The present study is one of the few cross-cultural comparative studies hitherto on the topic of mathematical modeling competencies. Theoretically, the findings identified in the study not only contribute to the understanding of the strengths and weaknesses of PSTs’ professional mathematical modeling competencies and the possible relationship between the two core cognitive competence facets—MCK and MPCK. The results further provide a more profound understanding of how specific curricular and educational traditions influence PSTs’ professional mathematical modeling competencies.

In practical terms, the study’s findings further contribute to the design of teacher professional development programs. First, the study found that few participants in each of the three regions demonstrated high professional mathematical modeling competency levels. Such findings therefore highlight the necessity of improving PSTs’ professional competences in mathematical modeling at the international level. In cultural contexts with short histories of the inclusion of mathematical modeling, such as Mainland China and Hong Kong, it is particularly important to design courses purposely to improve the overall level of MCK and MPCK of mathematical modeling of PSTs, with particular attention paid to aspects such as how to provide feedback on students’ answers and how to select suitable teaching methods.

Second, the uneven development relationship between MCK and MPCK of mathematical modeling suggests that, in practice, the development of a sole component of PSTs’ professional mathematical modeling competencies is insufficient. Therefore, for regions like Mainland China, whose mathematics teacher preparation has long emphasized mathematics over mathematics pedagogy, it is necessary to make mathematics pedagogy for mathematical modeling teaching available beyond elective courses focusing on mathematical modeling at the university level only. Correspondingly, for those regions that have traditionally emphasized pedagogy or mathematics pedagogy, it is also necessary to enhance PSTs’ MCK foundations during the pre-service training period.

The study has several limitations that should be mentioned. First, concerning the data collection methods, one considerable limitation is that we only used one modeling problem to investigate PSTs’ professional competencies. Therefore, PSTs’ professional mathematical modeling competencies may not have been as fully examined as possible. Future studies should consider including more items, particularly items of varying modeling complexity. Second, the number of participants from the three regions was insufficient for more advanced quantitative data analysis, limiting the results’ generalizability, particularly regarding the relationship between MCK and MPCK of mathematical modeling.
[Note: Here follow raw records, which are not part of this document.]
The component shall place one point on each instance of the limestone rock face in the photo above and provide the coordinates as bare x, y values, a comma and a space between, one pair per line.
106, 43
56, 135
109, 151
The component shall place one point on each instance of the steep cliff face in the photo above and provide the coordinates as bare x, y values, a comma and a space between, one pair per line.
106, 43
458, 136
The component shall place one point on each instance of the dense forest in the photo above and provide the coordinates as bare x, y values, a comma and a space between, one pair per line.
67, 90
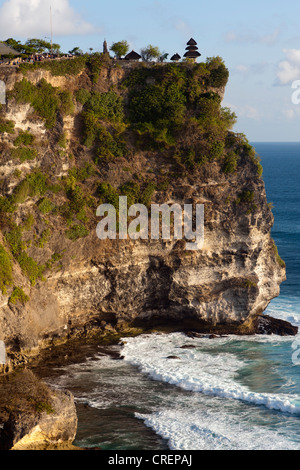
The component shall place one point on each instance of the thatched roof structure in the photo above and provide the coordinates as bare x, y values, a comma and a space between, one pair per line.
192, 54
133, 56
7, 50
192, 50
192, 42
175, 57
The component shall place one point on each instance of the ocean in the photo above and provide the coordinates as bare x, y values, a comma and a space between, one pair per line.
231, 393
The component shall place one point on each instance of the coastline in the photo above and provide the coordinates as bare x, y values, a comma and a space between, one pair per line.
50, 362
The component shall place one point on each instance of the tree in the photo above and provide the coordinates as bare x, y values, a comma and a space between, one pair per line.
163, 57
120, 48
76, 51
150, 53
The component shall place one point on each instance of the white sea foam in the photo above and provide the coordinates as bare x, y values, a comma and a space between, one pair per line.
198, 371
208, 430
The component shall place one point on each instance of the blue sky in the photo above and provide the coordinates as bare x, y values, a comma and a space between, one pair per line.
259, 42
Third, the number of institutions involved was relatively low, and we did not investigate the opportunities to learn mathematical modeling available during the pre-service training period, which may limit the possibility of establishing possible linkages between the specific characteristics of the institutions with PSTs’ professional mathematical modeling competences. Moreover, few factors related to cultural tradition and educational contexts were discussed in the present study. Although it may be difficult, future studies should involve more participants from more institutions and should explore and compare the relationship cross-culturally between more countries to facilitate the identification of clear patterns concerning the influence of school and university curricular issues on PSTs’ modeling competencies.